Ora si mettano a confronto tutto l’impianto della Legge 194, a cominciare dall’art. 1 e ss.gg, con i dati che non sempre il “solerte” Ministero della Sanità porta a conoscenza del Parlamento e dell’opinione pubblica, ovvero i dati riguardanti cifre, numeri e, soprattutto, motivazioni circa l’eufemistica interruzione volontaria della gravidanza ed i principi fondamentali della Costituzione, e credo che nessuno che si dichiari veramente libero e scevro da qualunque orientamento ideologico possa serenamente e con coscienza affermare l’assenza di contraddizioni, incongruenze, quando non addirittura stridenti contrasti con la Legge Fondamentale della Repubblica.

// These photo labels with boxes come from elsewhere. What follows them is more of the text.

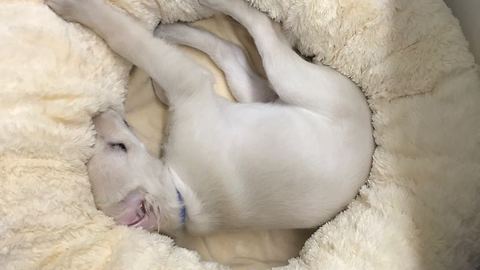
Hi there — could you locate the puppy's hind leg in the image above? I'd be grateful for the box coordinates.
[154,23,277,103]
[199,0,356,113]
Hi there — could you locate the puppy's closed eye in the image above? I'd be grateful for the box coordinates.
[108,143,128,153]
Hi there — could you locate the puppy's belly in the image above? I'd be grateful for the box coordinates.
[167,104,369,228]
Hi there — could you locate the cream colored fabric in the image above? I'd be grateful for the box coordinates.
[0,0,480,270]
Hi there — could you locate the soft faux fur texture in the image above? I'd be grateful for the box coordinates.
[0,0,480,270]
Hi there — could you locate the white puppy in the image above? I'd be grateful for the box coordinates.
[47,0,374,234]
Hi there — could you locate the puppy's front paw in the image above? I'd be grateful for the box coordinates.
[45,0,97,23]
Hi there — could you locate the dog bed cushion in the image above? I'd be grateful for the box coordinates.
[0,0,480,269]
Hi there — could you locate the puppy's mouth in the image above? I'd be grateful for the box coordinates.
[127,200,148,227]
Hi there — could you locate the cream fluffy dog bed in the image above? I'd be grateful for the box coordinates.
[0,0,480,269]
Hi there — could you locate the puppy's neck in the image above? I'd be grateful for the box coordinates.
[164,164,212,234]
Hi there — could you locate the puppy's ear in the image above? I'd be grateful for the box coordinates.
[151,79,169,106]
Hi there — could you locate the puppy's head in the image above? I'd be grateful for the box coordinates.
[87,110,181,233]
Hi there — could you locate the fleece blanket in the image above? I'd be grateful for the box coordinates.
[0,0,480,269]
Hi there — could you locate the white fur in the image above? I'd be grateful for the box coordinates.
[47,0,373,236]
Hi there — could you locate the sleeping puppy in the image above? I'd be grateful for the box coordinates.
[47,0,374,235]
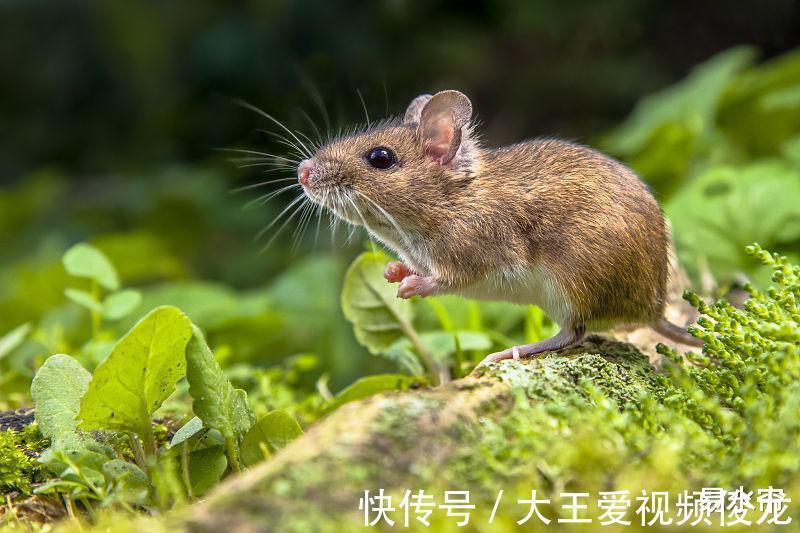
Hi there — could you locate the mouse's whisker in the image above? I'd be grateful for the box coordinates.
[216,148,300,165]
[258,129,308,161]
[353,190,411,248]
[237,100,313,157]
[345,195,378,252]
[244,183,301,209]
[313,191,328,252]
[255,194,306,245]
[292,198,314,253]
[261,196,305,253]
[236,178,297,194]
[300,109,325,150]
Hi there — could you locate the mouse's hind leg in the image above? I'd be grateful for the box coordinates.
[475,325,586,368]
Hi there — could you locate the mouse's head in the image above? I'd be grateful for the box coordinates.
[297,91,478,232]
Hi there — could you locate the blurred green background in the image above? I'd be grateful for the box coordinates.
[0,0,800,405]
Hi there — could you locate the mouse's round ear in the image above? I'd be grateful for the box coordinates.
[403,94,432,124]
[419,91,472,165]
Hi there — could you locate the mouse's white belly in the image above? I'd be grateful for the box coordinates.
[457,267,574,325]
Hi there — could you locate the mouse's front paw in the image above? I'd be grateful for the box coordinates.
[383,261,413,283]
[397,274,439,299]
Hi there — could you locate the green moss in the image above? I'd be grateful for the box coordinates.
[0,425,47,496]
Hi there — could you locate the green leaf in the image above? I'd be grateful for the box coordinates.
[169,416,203,448]
[79,307,192,434]
[186,326,254,439]
[0,324,33,359]
[189,446,228,496]
[342,252,413,355]
[31,354,92,439]
[385,331,492,374]
[102,289,142,320]
[665,160,800,280]
[103,459,150,504]
[62,243,119,291]
[64,288,103,313]
[241,410,303,466]
[324,374,425,412]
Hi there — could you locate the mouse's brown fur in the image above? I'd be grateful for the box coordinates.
[296,91,696,366]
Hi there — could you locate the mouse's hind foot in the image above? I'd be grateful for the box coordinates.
[475,326,586,370]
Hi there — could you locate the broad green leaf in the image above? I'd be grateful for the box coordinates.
[342,252,413,355]
[64,288,103,313]
[79,307,192,433]
[189,446,228,496]
[0,324,33,359]
[102,289,142,320]
[169,416,203,448]
[38,433,114,486]
[604,47,755,155]
[241,411,303,466]
[186,326,253,438]
[31,354,92,439]
[666,161,800,280]
[324,374,424,412]
[62,243,119,291]
[103,459,150,504]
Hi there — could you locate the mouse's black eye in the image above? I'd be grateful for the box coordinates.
[365,146,397,170]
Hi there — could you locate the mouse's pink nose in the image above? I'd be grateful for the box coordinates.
[297,159,314,185]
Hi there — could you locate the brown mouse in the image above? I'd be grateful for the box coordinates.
[298,90,698,364]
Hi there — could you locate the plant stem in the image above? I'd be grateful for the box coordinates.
[128,433,147,471]
[225,437,242,472]
[141,419,157,467]
[181,442,194,500]
[90,280,102,341]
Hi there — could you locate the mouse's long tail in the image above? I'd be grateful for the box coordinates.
[652,318,703,347]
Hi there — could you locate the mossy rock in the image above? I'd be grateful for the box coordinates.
[178,337,692,531]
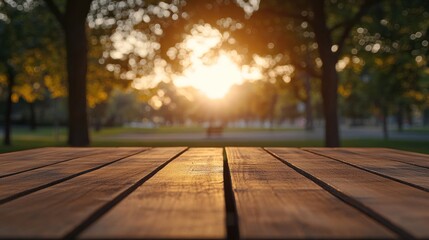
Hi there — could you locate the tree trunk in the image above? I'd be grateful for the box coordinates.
[64,0,91,146]
[305,74,314,131]
[313,1,340,147]
[396,104,404,132]
[28,102,37,131]
[381,107,389,140]
[3,64,15,146]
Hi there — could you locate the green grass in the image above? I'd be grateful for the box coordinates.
[0,127,429,154]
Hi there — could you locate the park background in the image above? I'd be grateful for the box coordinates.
[0,0,429,153]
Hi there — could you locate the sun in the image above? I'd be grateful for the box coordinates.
[175,53,243,99]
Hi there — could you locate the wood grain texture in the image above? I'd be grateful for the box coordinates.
[339,148,429,168]
[0,148,145,202]
[226,148,395,239]
[0,148,185,238]
[268,148,429,238]
[0,147,113,178]
[304,148,429,191]
[80,148,226,239]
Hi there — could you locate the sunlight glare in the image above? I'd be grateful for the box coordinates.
[175,54,243,99]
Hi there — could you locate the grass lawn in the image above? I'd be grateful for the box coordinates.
[0,127,429,154]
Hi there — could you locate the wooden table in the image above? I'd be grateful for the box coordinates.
[0,147,429,239]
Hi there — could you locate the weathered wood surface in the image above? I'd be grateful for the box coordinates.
[82,148,226,239]
[268,148,429,238]
[304,148,429,192]
[344,148,429,168]
[0,148,112,178]
[226,148,394,239]
[0,147,429,239]
[0,148,145,203]
[0,148,184,238]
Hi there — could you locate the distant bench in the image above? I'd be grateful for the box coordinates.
[206,126,224,137]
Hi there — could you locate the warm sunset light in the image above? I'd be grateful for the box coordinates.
[175,54,243,99]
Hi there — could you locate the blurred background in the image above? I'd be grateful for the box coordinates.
[0,0,429,153]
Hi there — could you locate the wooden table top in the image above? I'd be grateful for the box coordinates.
[0,147,429,239]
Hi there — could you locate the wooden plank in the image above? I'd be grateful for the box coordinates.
[343,148,429,168]
[304,148,429,192]
[0,148,113,178]
[0,148,185,239]
[0,148,145,204]
[227,148,395,239]
[268,148,429,238]
[80,148,226,239]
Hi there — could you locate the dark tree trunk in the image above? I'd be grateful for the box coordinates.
[3,64,15,146]
[396,104,404,132]
[381,107,389,140]
[313,1,340,147]
[64,0,91,146]
[29,102,37,131]
[305,74,314,131]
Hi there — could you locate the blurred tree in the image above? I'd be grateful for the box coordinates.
[350,1,429,139]
[44,0,92,146]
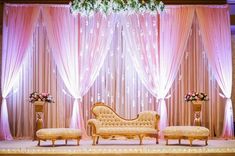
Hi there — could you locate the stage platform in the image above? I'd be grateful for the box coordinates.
[0,139,235,156]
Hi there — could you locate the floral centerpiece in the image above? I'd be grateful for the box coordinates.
[184,92,209,102]
[69,0,165,16]
[29,92,54,103]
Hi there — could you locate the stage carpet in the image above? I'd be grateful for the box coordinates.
[0,139,235,156]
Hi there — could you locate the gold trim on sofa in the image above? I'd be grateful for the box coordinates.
[88,102,160,145]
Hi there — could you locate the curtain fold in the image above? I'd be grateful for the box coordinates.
[124,7,194,132]
[0,4,39,140]
[43,7,115,137]
[196,6,234,138]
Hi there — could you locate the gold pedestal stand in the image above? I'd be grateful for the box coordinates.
[192,101,202,126]
[33,101,45,140]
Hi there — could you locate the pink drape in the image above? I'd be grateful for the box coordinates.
[196,6,234,138]
[43,7,114,137]
[124,7,194,130]
[0,4,39,140]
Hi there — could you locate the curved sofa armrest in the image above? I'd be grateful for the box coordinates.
[87,119,101,134]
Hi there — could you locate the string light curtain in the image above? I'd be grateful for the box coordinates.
[42,6,115,137]
[124,7,194,132]
[0,3,231,137]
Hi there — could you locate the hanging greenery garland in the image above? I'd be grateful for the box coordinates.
[70,0,165,16]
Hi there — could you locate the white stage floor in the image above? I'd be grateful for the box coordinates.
[0,139,235,156]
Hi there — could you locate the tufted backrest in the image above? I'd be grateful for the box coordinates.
[92,103,159,129]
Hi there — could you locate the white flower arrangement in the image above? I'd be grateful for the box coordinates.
[69,0,165,16]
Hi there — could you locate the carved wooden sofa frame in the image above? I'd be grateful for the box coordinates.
[88,103,160,145]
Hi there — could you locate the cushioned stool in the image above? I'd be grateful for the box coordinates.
[36,128,82,147]
[163,126,209,146]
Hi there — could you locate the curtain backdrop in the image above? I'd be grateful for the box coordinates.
[196,6,234,138]
[0,5,231,138]
[0,5,39,140]
[124,7,194,132]
[43,7,115,137]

Stando anzi ai recenti avvenimenti, riguardanti l’introduzione dell’educazione sessuale e di genere (sic!) nelle scuole, si potrebbe, perfino dimostrare la impossibilità di coesistenza tra un divieto generale di aborto ed una penetrante legislazione educativo sociale, poiché la seconda sembra esigere necessariamente il primo. Scartata questa ipotesi, come intende allora lo Stato garantire il valore sociale della maternità e tutelare la vita umana fin dal suo inizio? Ma, soprattutto: quando ha inizio la vita umana?

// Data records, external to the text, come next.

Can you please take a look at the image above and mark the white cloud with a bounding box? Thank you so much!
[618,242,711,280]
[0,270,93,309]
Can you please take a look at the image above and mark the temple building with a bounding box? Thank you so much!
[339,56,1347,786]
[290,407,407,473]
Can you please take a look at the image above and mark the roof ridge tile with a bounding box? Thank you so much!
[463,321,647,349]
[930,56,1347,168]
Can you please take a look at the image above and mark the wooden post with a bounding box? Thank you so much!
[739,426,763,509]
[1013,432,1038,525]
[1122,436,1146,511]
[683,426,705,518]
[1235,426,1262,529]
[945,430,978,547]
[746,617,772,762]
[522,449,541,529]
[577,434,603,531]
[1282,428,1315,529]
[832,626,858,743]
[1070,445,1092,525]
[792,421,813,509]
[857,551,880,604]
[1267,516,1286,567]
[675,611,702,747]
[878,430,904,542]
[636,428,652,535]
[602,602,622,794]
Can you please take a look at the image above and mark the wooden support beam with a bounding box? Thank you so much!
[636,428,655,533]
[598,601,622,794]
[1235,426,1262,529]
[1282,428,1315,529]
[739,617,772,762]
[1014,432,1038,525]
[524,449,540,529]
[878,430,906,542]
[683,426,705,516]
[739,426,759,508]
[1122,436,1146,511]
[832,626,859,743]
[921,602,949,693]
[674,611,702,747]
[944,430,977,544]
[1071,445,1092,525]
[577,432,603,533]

Su questa domanda, infatti, a mio avviso, si gioca tutta la partita riguardante la Legge 194 e le sue possibili future limitazioni e modificazioni. Perché il problema è, per l’appunto ideologico. Certamente l’inizio della vita è un fatto biologico, che spetta allo scienziato e non al giurista o al legislatore individuare. Ma è altrettanto certo che l’inizio della vita umana è ormai pacificamente individuato nel concepimento (Al riguardo si può consultare il Resoconto–sommario Senato, 268 esima seduta, 16 maggio 1978: relatori di maggioranza Senn. Pittella – Tedesco).

Rebus sic stantibus, perché il Legislatore ha omesso l’indicazione del concepimento come inizio della vita? Il Legislatore, da un lato ha scelto la via della formulazione di principio, dall’altra parte ha omesso di recepire il dato biologico, dichiarandosi “neutrale” difronte alle questioni di principio. Pessima scelta, a mio giudizio.

Perché la formulazione di principio si è smarrita nel vortice ideologico, finalizzato a fare della donna l’unica parte attrice della scelta, seppur dolorosa (a proposito: il vile maschio che fine ha fatto, quale parte recita?) e del concepito la vittima sacrificale dell’ipocrisia di un Legislatore ambiguo. Non solo ma non sempre quel principio di neutralità è stato sempre rispettato dalla giurisprudenza, come vedremo nella prossima puntata.